Prescribe AND Enable

 

Listen to this article here— 

I can see the scaffolding all of a sudden, the connection between two aspects of my work that have always felt far apart and unrelated. I see now that the distance is only on the surface. 

An unusual city planner

I am an unusual professional city planner. I don’t write plans or policies. I don’t process development applications. I don’t have files in front of city council for decisions. I don’t have a constant team of planners and planner-types working with me or for me. And yet, I am in the room when the magic happens, when the sausage is made. I am a vital ingredient. 

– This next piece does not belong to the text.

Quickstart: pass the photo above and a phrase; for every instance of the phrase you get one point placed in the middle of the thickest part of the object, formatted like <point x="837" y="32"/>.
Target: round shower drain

I am in the room when the planners land the big, simple question that changes everything for their project. I am in the room when developers, residents and the city’s planners start helping each other rather than work against each other. I am in the room when the impossible-to-find, game-changing, mind-bending cost-sharing formula for water pipes in old neighbourhoods is not only found but agreed upon. I am in the room when city council looks at the impossible made possible—and actionable.

Until just now, the planner in me has felt put aside for the last fourteen years, when I left the conventional planning world. Before fourteen years ago, I spent 17,000 hours in city council meetings. I watched the conflict, people not talking to each other or working things out, relying on elected officials to resolve their fight and then praise them or hate them for their decision. My resolve: we can do better than this. We can choose to do better than this. 

My resolve: we can do better than this. We can choose to do better than this.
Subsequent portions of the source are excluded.